Accepted Article This article is protected by copyright. All rights reserved Ecosystems integrity and services are threatened by anthropogenic global changes. Mitigating and adapting to these changes requires knowledge of ecosystem functioning in the expected novel environments, informed in large part through experimentation and modelling. This paper describes 13 advanced controlled environment facilities for experimental ecosystem studies, herein termed ecotrons, open to the international community. Ecotrons enable simulation of a wide range of natural environmental conditions in replicated and independent experimental units whilst simultaneously measuring various ecosystem processes. This capacity to realistically control ecosystem environments is used to emulate a variety of climatic scenarios and soil conditions, in natural sunlight or through broad spectrum lighting. The use of large ecosystem samples, intact or reconstructed, minimises border effects and increases biological and physical complexity. Measurements of concentrations of greenhouse trace gases as well as their net exchange between the ecosystem and the atmosphere are performed in most ecotrons, often quasi continuously. The flow of matter is often tracked with the use of stable isotope tracers of carbon and other elements. Equipment is available for measurements of soil water status as well as root and canopy growth. The experiments run so far emphasize the diversity of the hosted research. Half of them concern global changes, often with a manipulation of more than one driver. About a quarter deal with the impact of biodiversity loss on ecosystem functioning and one quarter with ecosystem or plant physiology.

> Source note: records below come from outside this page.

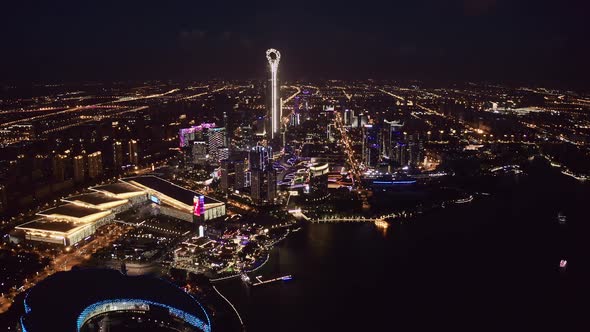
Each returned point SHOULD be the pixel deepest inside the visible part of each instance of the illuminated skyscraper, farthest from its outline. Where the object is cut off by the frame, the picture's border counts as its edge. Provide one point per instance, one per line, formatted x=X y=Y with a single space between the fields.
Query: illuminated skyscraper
x=117 y=155
x=274 y=108
x=199 y=153
x=133 y=152
x=59 y=167
x=259 y=157
x=3 y=200
x=79 y=171
x=216 y=142
x=94 y=165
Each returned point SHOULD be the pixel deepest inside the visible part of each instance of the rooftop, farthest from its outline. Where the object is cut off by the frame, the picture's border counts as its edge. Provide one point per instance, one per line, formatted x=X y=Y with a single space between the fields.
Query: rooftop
x=169 y=189
x=94 y=199
x=118 y=188
x=46 y=225
x=70 y=210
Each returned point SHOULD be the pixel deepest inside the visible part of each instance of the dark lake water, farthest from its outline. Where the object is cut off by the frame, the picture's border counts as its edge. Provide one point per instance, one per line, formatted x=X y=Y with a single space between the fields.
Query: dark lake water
x=490 y=265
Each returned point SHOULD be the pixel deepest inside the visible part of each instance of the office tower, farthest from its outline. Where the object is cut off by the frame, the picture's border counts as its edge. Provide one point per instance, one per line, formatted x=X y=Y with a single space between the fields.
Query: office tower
x=226 y=175
x=133 y=152
x=79 y=170
x=274 y=99
x=331 y=131
x=294 y=118
x=3 y=199
x=94 y=165
x=216 y=142
x=390 y=137
x=348 y=114
x=416 y=150
x=117 y=155
x=58 y=163
x=194 y=133
x=257 y=181
x=247 y=135
x=240 y=169
x=259 y=157
x=223 y=153
x=271 y=184
x=401 y=154
x=199 y=152
x=318 y=180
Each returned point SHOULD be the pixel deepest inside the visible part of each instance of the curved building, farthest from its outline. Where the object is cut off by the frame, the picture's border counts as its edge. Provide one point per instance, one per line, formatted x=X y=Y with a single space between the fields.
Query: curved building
x=71 y=301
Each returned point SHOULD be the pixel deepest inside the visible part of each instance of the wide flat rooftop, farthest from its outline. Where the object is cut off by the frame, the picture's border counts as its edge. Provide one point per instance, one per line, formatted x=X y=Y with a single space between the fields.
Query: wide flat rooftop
x=94 y=199
x=118 y=188
x=70 y=210
x=170 y=189
x=45 y=225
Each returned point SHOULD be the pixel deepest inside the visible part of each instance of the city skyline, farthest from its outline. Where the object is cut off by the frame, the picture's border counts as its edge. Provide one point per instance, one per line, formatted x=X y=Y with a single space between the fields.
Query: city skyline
x=384 y=166
x=494 y=40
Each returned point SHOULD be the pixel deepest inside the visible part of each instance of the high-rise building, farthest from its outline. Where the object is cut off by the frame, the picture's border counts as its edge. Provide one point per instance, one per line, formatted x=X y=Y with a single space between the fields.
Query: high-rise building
x=199 y=151
x=58 y=163
x=240 y=167
x=271 y=184
x=133 y=152
x=79 y=170
x=117 y=155
x=94 y=165
x=416 y=150
x=223 y=153
x=216 y=142
x=227 y=173
x=257 y=182
x=401 y=154
x=274 y=98
x=390 y=136
x=263 y=177
x=194 y=133
x=259 y=157
x=3 y=199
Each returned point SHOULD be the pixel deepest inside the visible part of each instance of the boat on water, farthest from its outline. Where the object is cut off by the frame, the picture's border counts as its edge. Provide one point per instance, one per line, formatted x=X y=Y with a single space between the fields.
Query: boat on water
x=561 y=218
x=562 y=264
x=245 y=278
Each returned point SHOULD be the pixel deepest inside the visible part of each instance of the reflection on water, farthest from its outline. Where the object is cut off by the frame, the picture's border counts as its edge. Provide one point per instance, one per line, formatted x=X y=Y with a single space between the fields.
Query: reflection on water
x=492 y=265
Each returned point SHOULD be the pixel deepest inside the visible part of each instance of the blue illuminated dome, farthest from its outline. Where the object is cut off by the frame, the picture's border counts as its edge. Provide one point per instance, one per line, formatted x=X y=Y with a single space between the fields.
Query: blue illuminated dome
x=66 y=301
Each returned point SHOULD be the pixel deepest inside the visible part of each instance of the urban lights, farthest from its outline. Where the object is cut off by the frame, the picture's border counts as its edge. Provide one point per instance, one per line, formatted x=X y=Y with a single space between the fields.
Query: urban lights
x=274 y=57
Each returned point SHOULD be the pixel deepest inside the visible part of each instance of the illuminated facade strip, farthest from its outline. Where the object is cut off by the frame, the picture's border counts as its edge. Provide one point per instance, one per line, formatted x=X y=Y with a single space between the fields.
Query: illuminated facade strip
x=102 y=307
x=275 y=107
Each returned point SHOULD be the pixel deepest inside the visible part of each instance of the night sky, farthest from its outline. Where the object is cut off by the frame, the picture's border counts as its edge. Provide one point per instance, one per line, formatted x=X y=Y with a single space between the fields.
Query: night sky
x=437 y=40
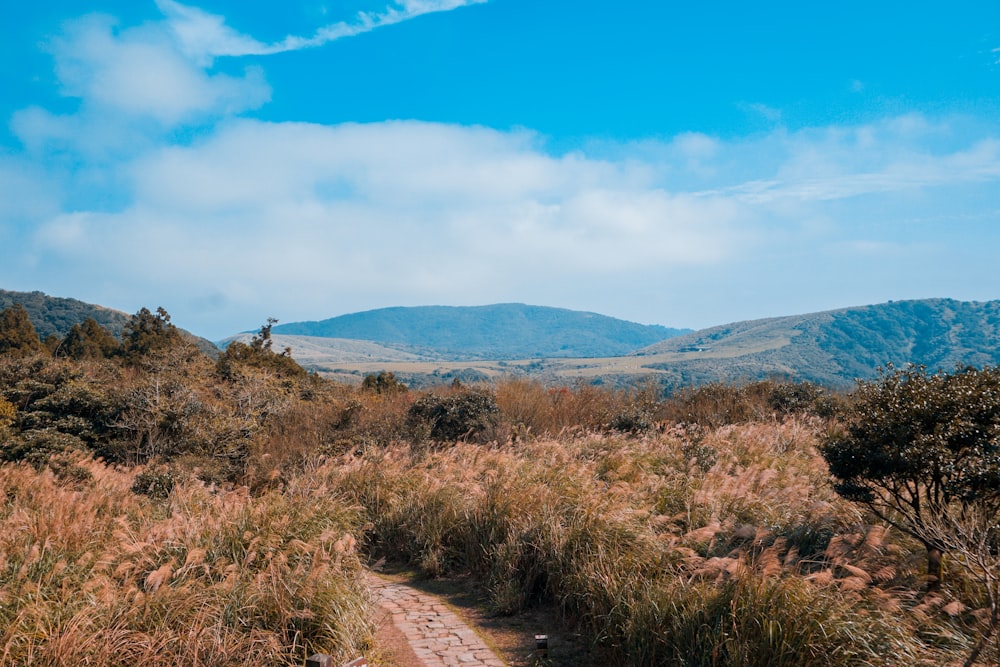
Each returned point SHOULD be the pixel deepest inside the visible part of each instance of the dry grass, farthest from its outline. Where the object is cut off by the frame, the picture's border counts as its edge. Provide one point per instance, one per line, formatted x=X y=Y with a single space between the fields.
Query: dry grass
x=91 y=574
x=702 y=547
x=697 y=531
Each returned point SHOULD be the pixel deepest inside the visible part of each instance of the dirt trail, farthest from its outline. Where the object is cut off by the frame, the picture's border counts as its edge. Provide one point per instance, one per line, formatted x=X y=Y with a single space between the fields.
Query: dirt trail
x=432 y=635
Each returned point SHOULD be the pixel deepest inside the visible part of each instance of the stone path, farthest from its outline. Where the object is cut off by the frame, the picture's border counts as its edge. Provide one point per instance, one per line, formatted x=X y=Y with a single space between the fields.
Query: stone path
x=437 y=636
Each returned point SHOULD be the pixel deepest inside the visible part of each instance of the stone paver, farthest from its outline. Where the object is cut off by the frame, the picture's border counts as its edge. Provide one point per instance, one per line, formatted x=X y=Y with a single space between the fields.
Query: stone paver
x=436 y=634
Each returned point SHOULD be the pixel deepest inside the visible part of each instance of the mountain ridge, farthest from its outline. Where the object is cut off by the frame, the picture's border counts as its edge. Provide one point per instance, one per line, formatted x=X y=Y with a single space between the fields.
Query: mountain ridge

We discuss how the methodology for environmental simulation and process measurements, especially in soil, can be improved and stress the need to establish stronger links with modelling in future projects. These developments will enable further improvements in mechanistic understanding and predictive capacity of ecotron research which will play, in complementarity with field experimentation and monitoring, a crucial role in exploring the ecosystem consequences of environmental changes.